Nakumatt debt crisis avoidable, say experts

A Nakumatt outlet in Nyali, Mombasa. FILE PHOTO | NMG
A Nakumatt outlet in Nyali, Mombasa. FILE PHOTO | NMG 

The Kenya National Chamber of Commerce and Industry (KNCCI) is calling for information sharing between companies to avert business risks.

The chamber’s Nairobi chapter said although firms are naturally in competition, they should have joint mechanisms to discuss risks that could irredeemably hurt them.

“They should co-operate in information sharing, peer review and self-regulation to warn them of potential pitfalls and minefields before these translate to losses,” said Nairobi Chapter chairman Richard Ngatia.

He spoke in the wake of financial tribulations facing Nakumatt, which has been Kenya’s largest retail chain by number of outlets.

Nakumatt now faces liquidation after the High Court last week threw out a petition seeking to appoint a receiver manager.

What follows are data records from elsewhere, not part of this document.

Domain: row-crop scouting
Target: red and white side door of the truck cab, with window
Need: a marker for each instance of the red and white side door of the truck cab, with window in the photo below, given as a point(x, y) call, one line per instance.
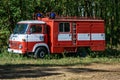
point(35, 36)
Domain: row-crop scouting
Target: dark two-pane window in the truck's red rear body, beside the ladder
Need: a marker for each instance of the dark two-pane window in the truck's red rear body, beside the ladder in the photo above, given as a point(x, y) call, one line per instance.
point(64, 27)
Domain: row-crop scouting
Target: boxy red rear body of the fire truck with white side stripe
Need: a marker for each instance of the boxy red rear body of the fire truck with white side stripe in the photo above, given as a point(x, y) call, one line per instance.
point(83, 33)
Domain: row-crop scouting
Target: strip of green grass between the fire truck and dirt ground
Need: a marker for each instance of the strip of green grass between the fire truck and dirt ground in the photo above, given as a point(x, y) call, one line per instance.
point(9, 59)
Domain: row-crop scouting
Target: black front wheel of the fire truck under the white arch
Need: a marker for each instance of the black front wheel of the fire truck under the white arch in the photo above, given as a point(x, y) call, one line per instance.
point(40, 52)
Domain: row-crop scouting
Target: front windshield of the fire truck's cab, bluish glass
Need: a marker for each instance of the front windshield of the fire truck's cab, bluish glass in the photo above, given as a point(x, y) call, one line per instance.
point(20, 29)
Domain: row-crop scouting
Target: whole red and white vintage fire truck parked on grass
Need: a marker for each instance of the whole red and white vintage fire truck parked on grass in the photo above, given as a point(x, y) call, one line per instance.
point(57, 35)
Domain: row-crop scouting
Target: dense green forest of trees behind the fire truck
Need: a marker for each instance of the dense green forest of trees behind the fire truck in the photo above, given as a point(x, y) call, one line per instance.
point(12, 11)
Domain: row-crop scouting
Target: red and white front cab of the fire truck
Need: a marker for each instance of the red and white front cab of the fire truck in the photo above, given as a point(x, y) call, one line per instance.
point(29, 36)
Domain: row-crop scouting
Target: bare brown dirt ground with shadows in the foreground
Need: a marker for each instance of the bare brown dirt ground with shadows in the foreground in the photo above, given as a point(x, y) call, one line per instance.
point(94, 71)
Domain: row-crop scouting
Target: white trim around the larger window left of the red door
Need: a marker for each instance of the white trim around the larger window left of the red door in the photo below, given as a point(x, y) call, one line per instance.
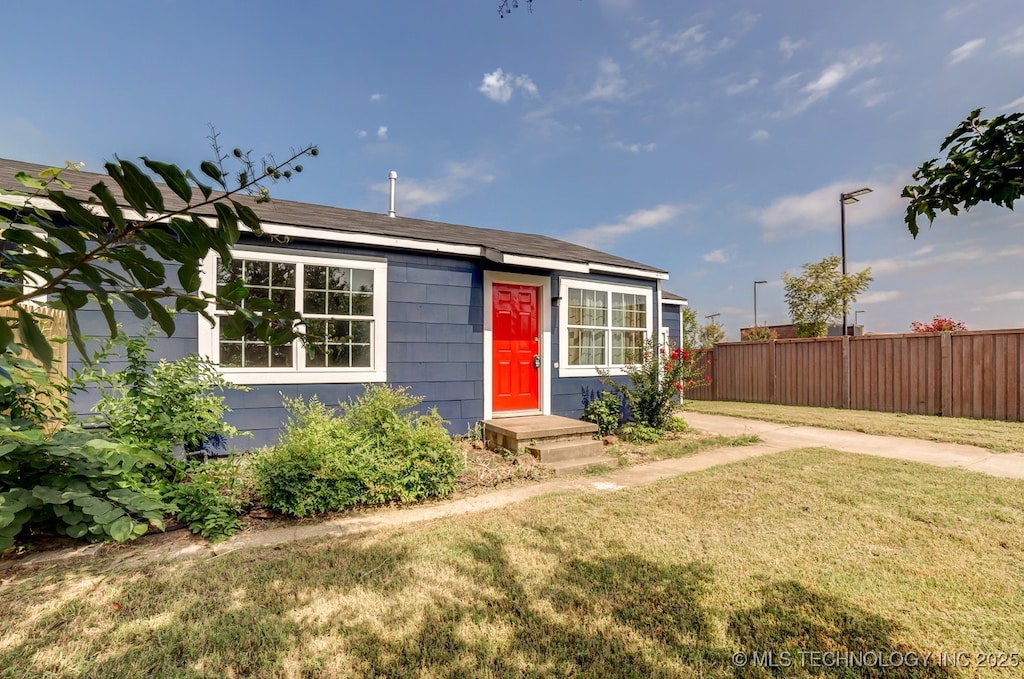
point(208, 335)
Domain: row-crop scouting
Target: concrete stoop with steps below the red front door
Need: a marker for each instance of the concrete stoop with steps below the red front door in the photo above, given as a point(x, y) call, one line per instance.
point(565, 445)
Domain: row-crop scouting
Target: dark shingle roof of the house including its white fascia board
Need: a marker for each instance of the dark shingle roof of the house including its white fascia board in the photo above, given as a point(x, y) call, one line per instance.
point(325, 223)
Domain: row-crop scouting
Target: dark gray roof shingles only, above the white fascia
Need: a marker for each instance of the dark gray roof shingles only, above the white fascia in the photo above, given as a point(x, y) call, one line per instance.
point(356, 222)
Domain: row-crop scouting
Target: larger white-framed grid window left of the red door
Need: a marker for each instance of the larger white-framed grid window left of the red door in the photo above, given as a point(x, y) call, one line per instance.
point(344, 305)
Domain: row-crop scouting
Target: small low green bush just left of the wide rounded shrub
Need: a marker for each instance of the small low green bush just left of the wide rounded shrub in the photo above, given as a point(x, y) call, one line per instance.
point(209, 498)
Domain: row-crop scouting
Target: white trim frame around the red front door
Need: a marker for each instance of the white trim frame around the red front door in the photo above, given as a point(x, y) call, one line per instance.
point(544, 283)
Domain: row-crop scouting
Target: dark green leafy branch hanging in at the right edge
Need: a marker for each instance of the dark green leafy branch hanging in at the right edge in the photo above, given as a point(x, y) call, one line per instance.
point(985, 164)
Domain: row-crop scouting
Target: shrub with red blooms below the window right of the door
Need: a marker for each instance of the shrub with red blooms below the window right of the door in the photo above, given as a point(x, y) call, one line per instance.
point(659, 380)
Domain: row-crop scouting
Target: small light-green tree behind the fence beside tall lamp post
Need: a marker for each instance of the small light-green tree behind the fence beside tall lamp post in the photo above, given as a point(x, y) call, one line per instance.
point(822, 295)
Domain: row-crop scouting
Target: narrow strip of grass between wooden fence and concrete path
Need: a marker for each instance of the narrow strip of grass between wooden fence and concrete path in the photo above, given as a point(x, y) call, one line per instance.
point(994, 435)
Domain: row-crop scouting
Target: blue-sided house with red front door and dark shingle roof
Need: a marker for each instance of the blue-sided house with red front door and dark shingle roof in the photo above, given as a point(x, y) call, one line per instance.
point(484, 324)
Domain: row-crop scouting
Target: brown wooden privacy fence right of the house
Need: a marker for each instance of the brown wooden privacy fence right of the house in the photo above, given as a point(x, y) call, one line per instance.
point(972, 374)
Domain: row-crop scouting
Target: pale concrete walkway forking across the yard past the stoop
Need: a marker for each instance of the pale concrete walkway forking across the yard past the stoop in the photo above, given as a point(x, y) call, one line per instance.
point(776, 438)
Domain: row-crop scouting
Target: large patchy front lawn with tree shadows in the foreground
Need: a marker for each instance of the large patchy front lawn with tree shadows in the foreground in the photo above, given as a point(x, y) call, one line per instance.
point(805, 550)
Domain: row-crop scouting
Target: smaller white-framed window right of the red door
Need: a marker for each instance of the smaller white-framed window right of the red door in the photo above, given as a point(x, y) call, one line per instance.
point(604, 326)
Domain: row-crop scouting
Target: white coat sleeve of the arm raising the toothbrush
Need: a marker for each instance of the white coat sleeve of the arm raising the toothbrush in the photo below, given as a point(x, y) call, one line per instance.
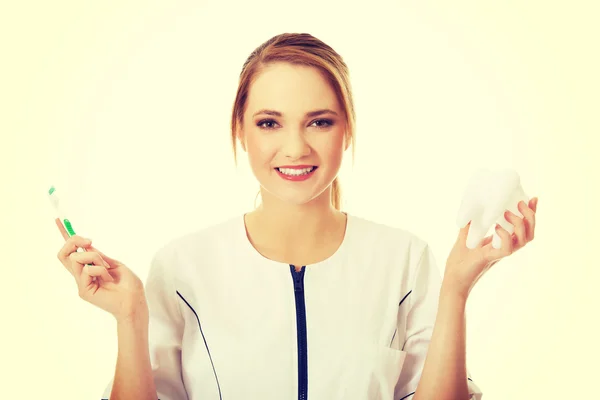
point(165, 333)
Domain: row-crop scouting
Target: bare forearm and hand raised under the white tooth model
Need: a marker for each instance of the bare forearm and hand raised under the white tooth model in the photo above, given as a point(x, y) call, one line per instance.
point(444, 372)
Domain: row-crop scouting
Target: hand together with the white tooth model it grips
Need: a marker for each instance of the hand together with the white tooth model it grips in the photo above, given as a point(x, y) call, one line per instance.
point(492, 197)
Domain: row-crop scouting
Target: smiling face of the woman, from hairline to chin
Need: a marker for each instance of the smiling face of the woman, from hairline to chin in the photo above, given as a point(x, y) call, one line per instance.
point(295, 155)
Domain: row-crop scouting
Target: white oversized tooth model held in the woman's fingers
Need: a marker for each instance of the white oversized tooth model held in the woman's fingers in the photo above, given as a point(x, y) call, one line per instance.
point(487, 196)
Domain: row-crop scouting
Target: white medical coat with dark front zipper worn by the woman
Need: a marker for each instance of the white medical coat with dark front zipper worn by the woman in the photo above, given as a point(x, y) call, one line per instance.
point(226, 323)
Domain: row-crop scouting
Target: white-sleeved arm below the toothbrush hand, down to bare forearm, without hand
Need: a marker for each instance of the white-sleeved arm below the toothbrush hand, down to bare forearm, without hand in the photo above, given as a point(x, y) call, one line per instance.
point(149, 343)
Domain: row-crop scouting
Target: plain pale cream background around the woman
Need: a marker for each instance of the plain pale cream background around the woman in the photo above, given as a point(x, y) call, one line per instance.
point(125, 107)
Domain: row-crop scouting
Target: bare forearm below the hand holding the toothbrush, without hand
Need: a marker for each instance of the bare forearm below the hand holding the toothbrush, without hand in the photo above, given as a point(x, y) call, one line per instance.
point(133, 375)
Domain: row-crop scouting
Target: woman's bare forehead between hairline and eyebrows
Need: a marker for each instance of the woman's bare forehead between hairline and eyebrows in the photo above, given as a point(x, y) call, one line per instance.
point(291, 89)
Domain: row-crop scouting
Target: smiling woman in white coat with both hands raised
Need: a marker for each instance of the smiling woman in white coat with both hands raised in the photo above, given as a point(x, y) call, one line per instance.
point(295, 299)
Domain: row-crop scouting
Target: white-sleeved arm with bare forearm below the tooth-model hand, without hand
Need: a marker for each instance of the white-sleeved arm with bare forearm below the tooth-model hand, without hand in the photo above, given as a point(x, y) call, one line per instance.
point(435, 338)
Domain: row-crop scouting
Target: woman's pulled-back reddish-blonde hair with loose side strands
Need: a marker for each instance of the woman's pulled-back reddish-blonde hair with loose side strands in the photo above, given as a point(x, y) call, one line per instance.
point(298, 49)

In a better environment, creditors could have helped avert the current challenges facing the supermarket. More than 50 companies have joined a court petition seeking to declare the retailer insolvent.

Mr Ngatia said had there been forums to share information on the prevailing business environment, the debt woes facing Nakumatt could have been avoided.

The retailer’s experience, he added, should serve as a lesson to businesses to approach issues of mutual interest in a more structured and regulated way.

The retail chain owes creditors between Sh30 billion and Sh40 billion. Top creditors include dairy company Brookside (Sh457 million), furniture distributor Redstar International (Sh261 million), Kisima Management (Sh201 million), dairy processor New KCC (Sh290 million), Kenindia Insurance (Sh167.2 million) and Nexus Holdings (Sh103 million).

Others include Chania Veterinary Distributors (Sh97.9 million), Kevian (Sh90.2 million) and Haco Industries (Sh71.8 million).

“If the creditors, who had first suffered the pain of non-payment, had ventilated their frustrations within a structured institutional framework, other businesses would have been more careful in dealing with Nakumatt,” said Mr Ngatia.

Last week, the Competition Authority of Kenya (CAK) halted the planned merger of Nakumatt Holdings with Tuskys Supermarkets, saying Tuskys’ shareholders should first resolve internal wrangles.

CAK said the objector, who is a shareholder in Tusky’s Supermarkets, had raised issues relating to ownership of the supermarket, its financial status and viability of the intended transaction.

“It is prudent for Tuskys Supermarkets shareholders to resolve their disputes first,” said CAK.

But Tuskys continues to take over shop space vacated by Nakumatt, with the latest being in  Kisii and Kisumu, adding to its network of 57 branches in Kenya and seven in Uganda.

The country’s supermarket sector is, however, among the most attractive for long-term investors in sub-Saharan Africa, according to analysts at financial advisory firm StratLink in their latest monthly update.

Besides Tuskys, South Africa retailer Shoprite is eyeing the business gap left by Nakumatt.

Mr Ngatia  noted that organisations that do not comply with statutory regulations, apply minimum standards of corporate governance and honour their contractual obligations must be flagged out at the earliest opportunity.

“….so that anyone dealing with them exercises extreme caution and otherwise takes measure to mitigate any losses that may result from that engagement. It should be possible to save the retailer and retain the value in the brand before it is too late. This is an idea whose time has come,” he said.